Os ferroviários, os agentes de metrô e de ônibus parisienses, acabam de declarar a retomada do trabalho após 45 dias de greve. Eles precisam recuperar o fôlego antes de liderar a luta sob outras formas. Este não é o fim do movimento que não deseja se limitar ao simples plano de reforma previdenciária. A questão que se coloca a todos é a escolha da sociedade em que queremos viver, cujas principais questões são a manutenção dos direitos sociais, a justiça social, a defesa do serviço público. As políticas neoliberais buscam, de todas as formas, devolver às mãos privadas todos os serviços de interesse geral, e grande parte da população recusa essa sociedade. Isso é demonstrado pela campanha contra a privatização dos aeroportos de Paris e pela obtenção de um referendo de iniciativa popular que excedeu um milhão de assinaturas.

O projeto de  lei da previdência deve ser apresentada no dia 24 de janeiro ao Conselho de Ministros e depois debatida na Assembléia Nacional. Será o dia de uma nova grande mobilização nacional. Os 45 dias de greve e as manifestações que os acompanharam devem exercer um certo peso sobre os deputados. O assunto já está dividindo o movimento de Macron, La République en Marche, que acaba de anunciar que talvez aprovaria sua reforma por meio de portarias. Por outro lado, a abordagem das eleições municipais de março também será um teste importante. Alguns pagarão um alto preço nessas eleições e, contrariamente à situação política anunciada há alguns meses sob o signo da divisão à esquerda, este começa a se reunir em certas grandes cidades da França, dando uma nova esperança para o futuro.
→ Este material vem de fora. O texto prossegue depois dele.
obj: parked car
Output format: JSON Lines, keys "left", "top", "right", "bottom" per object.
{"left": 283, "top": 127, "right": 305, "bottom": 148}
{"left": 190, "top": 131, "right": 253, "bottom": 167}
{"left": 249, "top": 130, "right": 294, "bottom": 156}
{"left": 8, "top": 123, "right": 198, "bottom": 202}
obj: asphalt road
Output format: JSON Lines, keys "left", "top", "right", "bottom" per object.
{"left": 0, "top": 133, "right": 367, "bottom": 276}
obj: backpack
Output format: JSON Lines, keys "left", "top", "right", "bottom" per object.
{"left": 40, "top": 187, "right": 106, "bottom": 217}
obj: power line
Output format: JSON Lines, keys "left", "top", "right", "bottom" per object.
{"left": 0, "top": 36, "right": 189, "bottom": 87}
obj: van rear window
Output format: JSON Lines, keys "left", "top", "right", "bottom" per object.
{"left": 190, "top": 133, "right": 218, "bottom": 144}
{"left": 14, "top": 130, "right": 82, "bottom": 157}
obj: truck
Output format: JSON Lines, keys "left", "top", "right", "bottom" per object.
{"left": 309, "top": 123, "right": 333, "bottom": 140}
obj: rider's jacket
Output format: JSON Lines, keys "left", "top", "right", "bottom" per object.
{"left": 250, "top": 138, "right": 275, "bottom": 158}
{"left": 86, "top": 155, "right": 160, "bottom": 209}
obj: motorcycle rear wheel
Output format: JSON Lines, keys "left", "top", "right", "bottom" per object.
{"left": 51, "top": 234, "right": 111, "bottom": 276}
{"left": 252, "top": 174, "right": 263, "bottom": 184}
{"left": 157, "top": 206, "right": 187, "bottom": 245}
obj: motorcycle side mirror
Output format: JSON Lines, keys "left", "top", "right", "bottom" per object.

Pela primeira vez desde que Macron chegou ao poder, todas as forças políticas de esquerda e os sindicatos conseguiram se mobilizar em matéria de aposentadorias, organizando três reuniões unitárias. Também houve 6 mobilizações inter-sindicais nacionais unitárias entre 5 de dezembro de 2019 e 16 de janeiro de 2020. Foi a força do movimento social que mobilizou amplamente setores que não estavam acostumados a lutar juntos . É o resultado das ações dos coletes amarelos e do descontento profundo, que se expressam incansavelmente há mais de um ano, que abriram um novo caminho para as lutas no terreno, com sede de outra sociedade de justiça e paz.